Study finds Bush got extra votes from paperless polls posted by Rick at 9:39 PM
A multiple-regression analysis of Florida voting, published in a working paper by social scientists at UC Berkeley, concludes with 99.9% certainty that non-voter verifiable touch-screen voting machines gave George W. Bush about 130,000 extra votes in Florida - as many as 72,000 votes in Broward County alone.
Here's the authors' "Summary of Findings:"
The Effect of Electronic Voting Machines on Change in Support for Bush in the 2004 Florida Elections
Summary:
- Irregularities associated with electronic voting machines may have awarded 130,000 excess votes or more to President George W. Bush in Florida.
- Compared to counties with paper ballots, counties with electronic voting machines were significantly more likely to show increases in support for President Bush between 2000 and 2004. This effect cannot be explained by differences between counties in income, number of voters, change in voter turnout, or size of Hispanic/Latino population.
- In Broward County alone, President Bush appears to have received approximately 72,000 excess votes.
- We can be 99.9% sure that these effects are not attributable to chance.
Details:
Because many factors impact voting results, statistical tools are necessary to see the effect of touch-screen voting. Multipleregression analysis is a statistical technique widely used in the social and physical sciences to distinguish the individual effects of many variables.

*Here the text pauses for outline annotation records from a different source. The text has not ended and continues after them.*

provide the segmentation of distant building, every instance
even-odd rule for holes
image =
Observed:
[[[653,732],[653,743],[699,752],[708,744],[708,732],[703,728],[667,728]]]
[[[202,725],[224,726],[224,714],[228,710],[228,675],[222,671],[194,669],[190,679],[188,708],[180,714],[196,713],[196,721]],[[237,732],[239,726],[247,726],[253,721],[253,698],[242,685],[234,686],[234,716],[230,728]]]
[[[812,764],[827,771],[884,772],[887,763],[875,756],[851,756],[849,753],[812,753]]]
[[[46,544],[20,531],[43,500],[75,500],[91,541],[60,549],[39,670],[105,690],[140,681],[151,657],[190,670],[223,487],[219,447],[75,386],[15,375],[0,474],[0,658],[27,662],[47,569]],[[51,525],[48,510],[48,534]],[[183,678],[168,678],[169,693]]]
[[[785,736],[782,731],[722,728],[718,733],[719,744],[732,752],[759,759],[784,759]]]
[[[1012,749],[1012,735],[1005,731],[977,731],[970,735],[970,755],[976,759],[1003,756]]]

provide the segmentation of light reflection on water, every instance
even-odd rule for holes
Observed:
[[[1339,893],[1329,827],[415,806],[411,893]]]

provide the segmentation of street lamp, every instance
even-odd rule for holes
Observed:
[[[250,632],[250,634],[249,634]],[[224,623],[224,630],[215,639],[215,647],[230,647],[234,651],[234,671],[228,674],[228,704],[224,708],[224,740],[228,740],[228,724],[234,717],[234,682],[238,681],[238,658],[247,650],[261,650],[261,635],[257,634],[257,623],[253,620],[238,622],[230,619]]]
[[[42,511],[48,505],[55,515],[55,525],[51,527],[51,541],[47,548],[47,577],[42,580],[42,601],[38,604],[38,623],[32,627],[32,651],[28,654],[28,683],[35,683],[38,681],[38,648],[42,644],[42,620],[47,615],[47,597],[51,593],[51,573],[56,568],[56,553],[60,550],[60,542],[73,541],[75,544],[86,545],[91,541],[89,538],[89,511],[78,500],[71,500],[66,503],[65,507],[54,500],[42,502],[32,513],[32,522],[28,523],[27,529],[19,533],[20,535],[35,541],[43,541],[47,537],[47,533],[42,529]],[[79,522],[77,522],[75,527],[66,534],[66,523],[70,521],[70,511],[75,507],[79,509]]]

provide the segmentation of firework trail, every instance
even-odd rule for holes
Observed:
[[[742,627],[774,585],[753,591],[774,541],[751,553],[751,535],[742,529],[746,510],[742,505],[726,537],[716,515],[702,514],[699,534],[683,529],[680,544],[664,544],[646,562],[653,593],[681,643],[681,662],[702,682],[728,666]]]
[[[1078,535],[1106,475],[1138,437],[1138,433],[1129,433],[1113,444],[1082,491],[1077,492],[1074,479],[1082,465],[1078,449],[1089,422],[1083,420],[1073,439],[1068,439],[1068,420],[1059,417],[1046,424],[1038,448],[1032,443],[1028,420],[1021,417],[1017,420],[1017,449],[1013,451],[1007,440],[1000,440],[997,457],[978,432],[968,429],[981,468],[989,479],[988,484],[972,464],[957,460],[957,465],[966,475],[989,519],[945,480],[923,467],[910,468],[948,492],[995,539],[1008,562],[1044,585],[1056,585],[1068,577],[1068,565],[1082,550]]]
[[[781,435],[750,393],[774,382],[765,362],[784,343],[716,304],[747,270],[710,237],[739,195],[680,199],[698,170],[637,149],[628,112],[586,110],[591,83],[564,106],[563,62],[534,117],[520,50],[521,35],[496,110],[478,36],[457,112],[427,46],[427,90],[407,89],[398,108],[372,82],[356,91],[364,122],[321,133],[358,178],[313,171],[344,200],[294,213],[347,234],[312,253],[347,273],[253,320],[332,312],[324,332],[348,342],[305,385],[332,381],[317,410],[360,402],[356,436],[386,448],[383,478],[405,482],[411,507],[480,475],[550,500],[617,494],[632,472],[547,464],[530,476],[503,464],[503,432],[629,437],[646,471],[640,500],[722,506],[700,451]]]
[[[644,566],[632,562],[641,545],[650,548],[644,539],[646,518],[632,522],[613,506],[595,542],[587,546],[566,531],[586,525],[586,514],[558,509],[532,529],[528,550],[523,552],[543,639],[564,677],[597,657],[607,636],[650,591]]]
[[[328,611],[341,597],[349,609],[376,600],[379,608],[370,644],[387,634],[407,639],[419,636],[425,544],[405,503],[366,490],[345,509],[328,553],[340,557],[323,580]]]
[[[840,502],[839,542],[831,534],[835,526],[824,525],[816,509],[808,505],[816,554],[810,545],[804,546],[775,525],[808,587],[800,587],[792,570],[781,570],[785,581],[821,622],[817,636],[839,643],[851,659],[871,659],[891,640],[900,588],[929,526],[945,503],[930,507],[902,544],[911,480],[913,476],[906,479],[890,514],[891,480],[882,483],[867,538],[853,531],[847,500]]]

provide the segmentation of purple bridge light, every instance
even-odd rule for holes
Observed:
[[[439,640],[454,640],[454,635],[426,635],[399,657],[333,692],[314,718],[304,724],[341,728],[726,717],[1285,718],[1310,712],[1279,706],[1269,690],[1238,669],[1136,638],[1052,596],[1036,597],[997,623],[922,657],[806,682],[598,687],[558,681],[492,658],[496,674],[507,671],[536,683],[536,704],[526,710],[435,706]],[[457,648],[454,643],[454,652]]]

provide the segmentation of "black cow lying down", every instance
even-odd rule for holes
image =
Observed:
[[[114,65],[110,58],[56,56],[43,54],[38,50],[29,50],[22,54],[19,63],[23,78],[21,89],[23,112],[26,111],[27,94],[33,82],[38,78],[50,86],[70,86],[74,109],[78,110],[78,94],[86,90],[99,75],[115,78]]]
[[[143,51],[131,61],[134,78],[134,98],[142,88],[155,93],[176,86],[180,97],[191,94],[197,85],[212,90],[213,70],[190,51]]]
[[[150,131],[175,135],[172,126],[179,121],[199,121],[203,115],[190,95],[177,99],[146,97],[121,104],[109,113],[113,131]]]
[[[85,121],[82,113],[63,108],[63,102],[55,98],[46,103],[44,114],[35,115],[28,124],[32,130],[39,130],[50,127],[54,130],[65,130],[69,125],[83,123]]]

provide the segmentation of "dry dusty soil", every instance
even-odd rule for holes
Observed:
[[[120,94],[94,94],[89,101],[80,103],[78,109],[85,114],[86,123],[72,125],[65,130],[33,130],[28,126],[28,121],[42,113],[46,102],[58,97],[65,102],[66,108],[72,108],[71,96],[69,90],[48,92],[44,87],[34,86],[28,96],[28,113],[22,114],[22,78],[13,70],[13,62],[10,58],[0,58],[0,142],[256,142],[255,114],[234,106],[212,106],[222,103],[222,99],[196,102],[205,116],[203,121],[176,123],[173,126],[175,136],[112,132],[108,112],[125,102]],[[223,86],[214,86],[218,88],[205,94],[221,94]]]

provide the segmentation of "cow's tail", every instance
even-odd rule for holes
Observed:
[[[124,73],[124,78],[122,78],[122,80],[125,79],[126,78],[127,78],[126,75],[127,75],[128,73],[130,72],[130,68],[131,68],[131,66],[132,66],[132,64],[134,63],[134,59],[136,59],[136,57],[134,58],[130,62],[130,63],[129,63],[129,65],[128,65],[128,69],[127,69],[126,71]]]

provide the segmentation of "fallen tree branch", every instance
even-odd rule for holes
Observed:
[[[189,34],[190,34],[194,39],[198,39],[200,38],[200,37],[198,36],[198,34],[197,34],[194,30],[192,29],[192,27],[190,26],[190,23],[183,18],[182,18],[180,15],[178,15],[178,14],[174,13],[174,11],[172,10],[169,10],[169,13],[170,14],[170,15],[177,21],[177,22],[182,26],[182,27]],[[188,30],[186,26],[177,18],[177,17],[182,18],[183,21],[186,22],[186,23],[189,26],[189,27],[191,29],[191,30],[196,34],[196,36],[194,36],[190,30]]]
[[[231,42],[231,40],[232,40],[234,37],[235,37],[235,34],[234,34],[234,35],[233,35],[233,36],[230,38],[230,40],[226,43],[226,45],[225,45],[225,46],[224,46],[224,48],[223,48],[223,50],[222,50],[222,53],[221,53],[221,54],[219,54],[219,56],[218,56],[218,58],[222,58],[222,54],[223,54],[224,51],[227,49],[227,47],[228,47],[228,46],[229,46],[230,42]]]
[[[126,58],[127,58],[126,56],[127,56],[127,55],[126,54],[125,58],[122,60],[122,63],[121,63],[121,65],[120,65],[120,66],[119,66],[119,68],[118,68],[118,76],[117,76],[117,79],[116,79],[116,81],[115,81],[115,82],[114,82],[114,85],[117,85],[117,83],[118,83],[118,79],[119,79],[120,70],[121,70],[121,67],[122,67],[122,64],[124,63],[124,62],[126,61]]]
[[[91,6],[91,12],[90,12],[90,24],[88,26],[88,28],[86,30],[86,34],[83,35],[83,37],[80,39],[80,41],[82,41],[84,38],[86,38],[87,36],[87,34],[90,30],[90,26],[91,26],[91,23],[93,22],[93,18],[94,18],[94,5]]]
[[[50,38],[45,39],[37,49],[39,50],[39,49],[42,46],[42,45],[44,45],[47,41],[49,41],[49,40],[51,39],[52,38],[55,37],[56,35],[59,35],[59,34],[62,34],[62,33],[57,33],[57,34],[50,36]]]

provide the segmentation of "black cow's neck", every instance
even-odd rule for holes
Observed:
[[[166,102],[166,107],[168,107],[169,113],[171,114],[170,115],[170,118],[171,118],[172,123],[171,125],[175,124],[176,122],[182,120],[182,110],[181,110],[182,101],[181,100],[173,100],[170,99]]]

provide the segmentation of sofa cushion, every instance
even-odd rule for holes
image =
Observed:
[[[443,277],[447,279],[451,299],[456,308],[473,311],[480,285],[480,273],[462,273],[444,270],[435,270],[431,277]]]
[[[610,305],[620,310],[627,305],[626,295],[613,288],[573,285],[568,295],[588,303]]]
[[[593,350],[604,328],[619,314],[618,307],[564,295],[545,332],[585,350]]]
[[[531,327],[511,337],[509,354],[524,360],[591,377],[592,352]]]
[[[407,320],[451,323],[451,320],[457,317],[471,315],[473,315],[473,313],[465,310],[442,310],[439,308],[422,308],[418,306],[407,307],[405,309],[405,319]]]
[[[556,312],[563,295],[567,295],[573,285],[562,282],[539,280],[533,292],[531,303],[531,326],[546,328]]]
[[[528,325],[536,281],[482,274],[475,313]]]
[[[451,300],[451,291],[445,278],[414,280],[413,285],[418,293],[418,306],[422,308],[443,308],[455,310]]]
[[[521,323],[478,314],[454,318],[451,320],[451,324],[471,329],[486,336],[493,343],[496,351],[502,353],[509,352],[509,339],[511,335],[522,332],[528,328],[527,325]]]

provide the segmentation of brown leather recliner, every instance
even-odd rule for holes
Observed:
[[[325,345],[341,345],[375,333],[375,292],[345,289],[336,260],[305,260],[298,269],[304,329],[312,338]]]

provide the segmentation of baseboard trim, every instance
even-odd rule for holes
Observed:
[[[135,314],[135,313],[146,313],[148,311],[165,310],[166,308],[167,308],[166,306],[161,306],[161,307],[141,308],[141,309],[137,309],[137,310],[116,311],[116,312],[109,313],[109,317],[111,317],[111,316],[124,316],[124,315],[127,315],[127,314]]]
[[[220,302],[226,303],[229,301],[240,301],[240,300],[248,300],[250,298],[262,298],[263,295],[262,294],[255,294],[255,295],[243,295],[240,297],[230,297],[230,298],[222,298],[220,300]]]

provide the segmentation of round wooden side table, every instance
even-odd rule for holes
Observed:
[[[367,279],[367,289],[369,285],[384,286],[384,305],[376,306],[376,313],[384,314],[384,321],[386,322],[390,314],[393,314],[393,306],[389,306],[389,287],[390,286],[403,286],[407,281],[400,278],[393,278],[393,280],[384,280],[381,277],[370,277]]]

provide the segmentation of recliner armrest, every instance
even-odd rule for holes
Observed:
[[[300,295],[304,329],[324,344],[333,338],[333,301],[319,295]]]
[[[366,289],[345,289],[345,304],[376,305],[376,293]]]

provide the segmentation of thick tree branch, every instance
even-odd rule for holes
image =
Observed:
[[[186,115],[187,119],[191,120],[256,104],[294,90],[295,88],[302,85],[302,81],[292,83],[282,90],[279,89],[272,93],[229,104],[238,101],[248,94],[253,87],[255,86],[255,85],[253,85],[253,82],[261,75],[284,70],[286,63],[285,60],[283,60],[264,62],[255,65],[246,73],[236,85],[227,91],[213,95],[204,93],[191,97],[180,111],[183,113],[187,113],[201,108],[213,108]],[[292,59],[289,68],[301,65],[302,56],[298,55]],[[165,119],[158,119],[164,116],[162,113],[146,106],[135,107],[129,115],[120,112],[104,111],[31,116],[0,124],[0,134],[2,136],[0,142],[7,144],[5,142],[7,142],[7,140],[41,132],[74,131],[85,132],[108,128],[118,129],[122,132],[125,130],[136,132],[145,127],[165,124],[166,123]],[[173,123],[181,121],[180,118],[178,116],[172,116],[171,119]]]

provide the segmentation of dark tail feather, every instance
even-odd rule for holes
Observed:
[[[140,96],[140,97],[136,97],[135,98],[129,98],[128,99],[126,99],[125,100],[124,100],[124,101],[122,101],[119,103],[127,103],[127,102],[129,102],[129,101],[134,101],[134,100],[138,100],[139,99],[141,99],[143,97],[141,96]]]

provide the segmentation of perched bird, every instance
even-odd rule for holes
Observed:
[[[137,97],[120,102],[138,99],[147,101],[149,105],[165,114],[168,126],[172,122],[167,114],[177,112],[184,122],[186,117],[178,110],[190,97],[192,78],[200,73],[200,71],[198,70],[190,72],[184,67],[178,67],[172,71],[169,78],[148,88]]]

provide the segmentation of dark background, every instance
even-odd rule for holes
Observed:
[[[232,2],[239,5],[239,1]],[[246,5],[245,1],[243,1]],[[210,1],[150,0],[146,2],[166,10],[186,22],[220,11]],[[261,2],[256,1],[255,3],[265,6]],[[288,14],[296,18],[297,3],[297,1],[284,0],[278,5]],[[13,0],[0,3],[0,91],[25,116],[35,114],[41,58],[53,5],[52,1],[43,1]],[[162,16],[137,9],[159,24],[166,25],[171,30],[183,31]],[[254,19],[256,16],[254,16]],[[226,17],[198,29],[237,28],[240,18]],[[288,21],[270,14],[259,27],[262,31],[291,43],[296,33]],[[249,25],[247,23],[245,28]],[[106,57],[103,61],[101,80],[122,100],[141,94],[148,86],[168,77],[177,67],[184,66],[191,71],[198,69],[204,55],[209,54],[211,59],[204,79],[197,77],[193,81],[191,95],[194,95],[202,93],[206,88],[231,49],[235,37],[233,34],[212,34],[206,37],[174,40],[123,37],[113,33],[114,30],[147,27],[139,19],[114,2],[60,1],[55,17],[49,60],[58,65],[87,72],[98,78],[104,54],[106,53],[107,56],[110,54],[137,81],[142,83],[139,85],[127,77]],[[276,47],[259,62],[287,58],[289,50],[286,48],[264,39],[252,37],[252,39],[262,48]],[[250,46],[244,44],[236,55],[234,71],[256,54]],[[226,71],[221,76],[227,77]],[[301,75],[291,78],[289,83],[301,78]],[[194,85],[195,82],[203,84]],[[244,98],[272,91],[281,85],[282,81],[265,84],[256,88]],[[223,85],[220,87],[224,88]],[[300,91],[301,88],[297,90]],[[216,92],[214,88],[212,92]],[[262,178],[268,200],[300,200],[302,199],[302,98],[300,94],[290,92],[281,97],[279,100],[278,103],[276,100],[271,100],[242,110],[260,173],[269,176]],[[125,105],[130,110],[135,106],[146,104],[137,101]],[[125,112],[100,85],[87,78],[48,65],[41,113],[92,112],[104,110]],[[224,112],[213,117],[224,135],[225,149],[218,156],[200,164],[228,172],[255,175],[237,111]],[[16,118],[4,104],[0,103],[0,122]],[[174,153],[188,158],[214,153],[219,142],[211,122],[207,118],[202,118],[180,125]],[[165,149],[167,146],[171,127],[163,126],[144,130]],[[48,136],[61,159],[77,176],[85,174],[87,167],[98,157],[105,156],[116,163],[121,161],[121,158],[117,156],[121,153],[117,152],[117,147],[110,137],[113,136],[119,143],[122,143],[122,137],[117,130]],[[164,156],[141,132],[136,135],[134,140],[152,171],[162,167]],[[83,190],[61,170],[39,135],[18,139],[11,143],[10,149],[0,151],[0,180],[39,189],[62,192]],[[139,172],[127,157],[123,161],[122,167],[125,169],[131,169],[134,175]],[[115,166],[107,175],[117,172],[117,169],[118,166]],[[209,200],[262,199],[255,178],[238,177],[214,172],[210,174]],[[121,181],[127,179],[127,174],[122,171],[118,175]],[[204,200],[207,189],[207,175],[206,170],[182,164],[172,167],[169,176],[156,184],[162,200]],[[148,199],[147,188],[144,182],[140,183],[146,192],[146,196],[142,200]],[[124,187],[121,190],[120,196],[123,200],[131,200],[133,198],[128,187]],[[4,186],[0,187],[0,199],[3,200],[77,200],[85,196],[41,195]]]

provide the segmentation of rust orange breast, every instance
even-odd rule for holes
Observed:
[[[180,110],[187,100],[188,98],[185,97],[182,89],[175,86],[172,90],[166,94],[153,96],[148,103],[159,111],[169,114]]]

This multiple-regression analysis takes account of the following variables by county:
- number of voters
- median income
- Hispanic population
- change in voter turnout between 2000 and 2004
- support for President Bush in 2000 election
- support for Dole in 1996 election
When one controls for these factors, the association between electronic voting and increased support for President Bush is impossible to overlook. The data show with 99.0% certainty that a county’s use of electronic voting is associated with a disproportionate increase in votes for President Bush.
The data used in this study come from CNN.com, the 2000 US Census, the Florida Department of State, and the Verified Voting Foundation – all publicly available sources. This study was carried out by a group of doctoral students in the UC Berkeley sociology department in collaboration with Professor Michael Hout, a member of the National Academy of Sciences and the UC Berkeley Survey Research Center.